Lazar's gatherings "provided the dazzle of what old Hollywood must have been," says Dunne. When the fetes began in the early '60s at the Lazars' home, they drew stars such as Audrey Hepburn, Jimmy Stewart, George Burns and Shirley MacLaine, and it didn't take long for an invitation to become the ultimate status symbol.

In 1985, the expanding bash moved to Spago, Wolfgang Puck's new spot above Sunset Boulevard. Fans lined the steep slopes of Horn Avenue to cheer the arriving limos driving up to the restaurant.

Lazar ruled the room and kept a tight rein on his guest list. "It was like 200 people tops," says Joan Rivers. "I once asked him [if I could] bring Wallace Annenberg and he said 'No room.'"

Lazar's death at the close of 1993 left a vacuum that both Carter and producer Steve Tisch rushed to fill. On New Year's Eve, the day after Lazar died, Tisch called his friend Peter Morton to reserve his restaurant for Oscar night. "I said, 'Look, Swifty Lazar has died and along with his death goes his legendary Academy Awards party,'" Tisch recalls. "'Why don't we do one for our generation?'"

A few weeks later, Tisch heard from Carter, who wanted to co-host the event. As the two worked together, Vanity Fair's guest list quickly surpassed Tisch's, he says. "I was very aware of the 800-pound gorilla in the room."

By year three, the party was all Carter's. "I remember what I thought was going to be a lot of fun ... turning into a nightmare," Tisch said. "People were coming out of the woodwork ... with subtle and not so subtle threats. They were saying: 'If I don't get invited, it's going to affect your ability to do business.'"

Under Carter, the guest list grew, reaching 1,500 last year, before fears that it would lose its exclusivity led planners to pare this year's cocktail party by 500.

At 10:45, the party is gathering momentum.

The tables have been removed, and the only pieces of furniture inside are 20- and 30-foot-long curving sofas lining the wall, small plexiglass coffee tables, and a couple of tall tables with flower decorations.
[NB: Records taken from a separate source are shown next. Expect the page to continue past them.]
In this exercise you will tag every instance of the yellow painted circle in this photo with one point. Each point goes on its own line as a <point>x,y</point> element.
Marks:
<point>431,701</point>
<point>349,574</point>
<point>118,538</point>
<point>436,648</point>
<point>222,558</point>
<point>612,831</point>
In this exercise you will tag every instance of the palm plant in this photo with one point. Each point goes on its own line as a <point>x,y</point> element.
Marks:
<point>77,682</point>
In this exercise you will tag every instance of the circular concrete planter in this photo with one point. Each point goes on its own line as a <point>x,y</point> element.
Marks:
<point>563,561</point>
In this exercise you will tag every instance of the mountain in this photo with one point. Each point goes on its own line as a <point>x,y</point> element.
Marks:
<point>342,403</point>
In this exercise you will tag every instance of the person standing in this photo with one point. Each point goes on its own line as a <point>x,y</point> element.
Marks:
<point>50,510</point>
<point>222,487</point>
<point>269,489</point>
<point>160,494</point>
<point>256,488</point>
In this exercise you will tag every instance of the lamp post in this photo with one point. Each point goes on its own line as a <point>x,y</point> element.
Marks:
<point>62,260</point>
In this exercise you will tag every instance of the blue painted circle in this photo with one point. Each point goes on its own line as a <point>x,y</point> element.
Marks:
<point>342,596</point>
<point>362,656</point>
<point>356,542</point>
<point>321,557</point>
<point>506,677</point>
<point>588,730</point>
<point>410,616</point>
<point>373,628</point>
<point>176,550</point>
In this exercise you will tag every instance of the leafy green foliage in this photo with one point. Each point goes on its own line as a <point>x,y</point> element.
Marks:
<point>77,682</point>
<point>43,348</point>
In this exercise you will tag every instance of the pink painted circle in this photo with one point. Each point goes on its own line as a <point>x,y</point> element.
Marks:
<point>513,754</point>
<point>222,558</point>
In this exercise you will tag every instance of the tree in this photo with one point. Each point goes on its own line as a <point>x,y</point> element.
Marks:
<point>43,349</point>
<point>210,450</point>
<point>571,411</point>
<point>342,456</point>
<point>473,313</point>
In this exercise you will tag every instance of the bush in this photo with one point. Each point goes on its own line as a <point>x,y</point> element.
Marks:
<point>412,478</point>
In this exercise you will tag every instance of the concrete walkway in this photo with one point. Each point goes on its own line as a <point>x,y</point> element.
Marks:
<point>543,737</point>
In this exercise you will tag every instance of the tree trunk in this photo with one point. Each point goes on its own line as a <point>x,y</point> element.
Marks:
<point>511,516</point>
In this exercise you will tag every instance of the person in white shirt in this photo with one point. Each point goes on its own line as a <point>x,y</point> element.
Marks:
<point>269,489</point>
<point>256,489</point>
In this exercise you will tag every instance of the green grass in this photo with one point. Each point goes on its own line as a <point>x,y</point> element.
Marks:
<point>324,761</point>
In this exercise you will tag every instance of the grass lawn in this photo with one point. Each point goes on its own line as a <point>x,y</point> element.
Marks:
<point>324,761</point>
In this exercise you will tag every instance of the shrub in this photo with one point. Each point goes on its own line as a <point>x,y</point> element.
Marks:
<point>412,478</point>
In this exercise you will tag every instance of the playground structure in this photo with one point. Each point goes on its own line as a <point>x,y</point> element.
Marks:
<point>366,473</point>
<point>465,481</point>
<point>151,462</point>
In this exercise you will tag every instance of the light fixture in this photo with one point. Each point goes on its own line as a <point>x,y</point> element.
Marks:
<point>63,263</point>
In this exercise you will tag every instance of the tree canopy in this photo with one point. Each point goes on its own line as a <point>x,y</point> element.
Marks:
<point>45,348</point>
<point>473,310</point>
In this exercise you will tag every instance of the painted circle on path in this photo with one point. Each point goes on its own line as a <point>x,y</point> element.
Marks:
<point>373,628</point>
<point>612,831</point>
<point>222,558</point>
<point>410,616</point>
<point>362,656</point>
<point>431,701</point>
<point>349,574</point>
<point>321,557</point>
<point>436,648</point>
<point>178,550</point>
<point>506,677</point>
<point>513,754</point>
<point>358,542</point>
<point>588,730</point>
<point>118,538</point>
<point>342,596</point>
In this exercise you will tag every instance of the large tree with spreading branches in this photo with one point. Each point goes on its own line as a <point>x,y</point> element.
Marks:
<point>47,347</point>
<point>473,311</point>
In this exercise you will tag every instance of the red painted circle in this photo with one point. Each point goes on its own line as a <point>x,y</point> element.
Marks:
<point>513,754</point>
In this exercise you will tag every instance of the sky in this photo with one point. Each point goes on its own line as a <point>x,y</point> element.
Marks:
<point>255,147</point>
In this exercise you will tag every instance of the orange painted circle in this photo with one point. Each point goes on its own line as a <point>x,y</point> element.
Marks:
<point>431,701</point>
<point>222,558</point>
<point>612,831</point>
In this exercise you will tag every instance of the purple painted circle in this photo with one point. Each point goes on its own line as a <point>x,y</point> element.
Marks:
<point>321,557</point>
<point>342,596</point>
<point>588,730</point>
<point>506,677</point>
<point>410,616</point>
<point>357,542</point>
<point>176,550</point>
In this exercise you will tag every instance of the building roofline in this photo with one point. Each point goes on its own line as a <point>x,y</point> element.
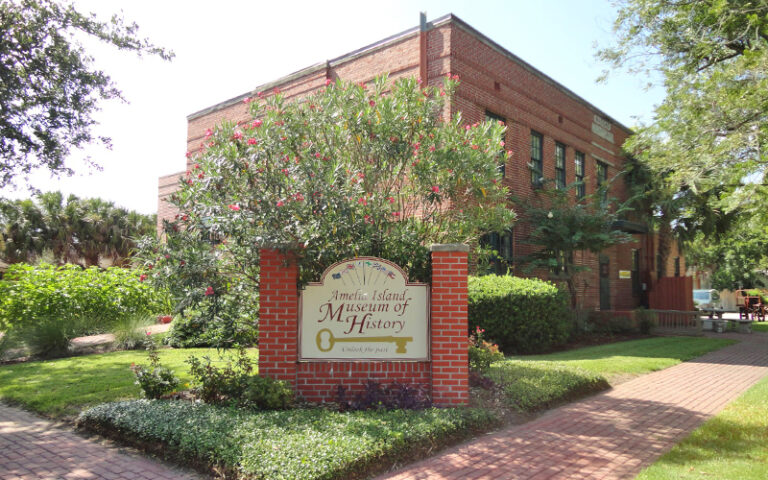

A DJ on a topiary-covered elevated platform gets to work, though his music will be background, not the main event.

As some dinner guests are leaving (producer Robert Evans sneaked out, closely followed by Vogue's Anna Wintour,) others went party hopping ("We'll be back," Joan Collins to the assembled paparazzi with a wave of her hand,) and the crush of after-dinner guests began arriving.

"It's great people-watching," says Bening.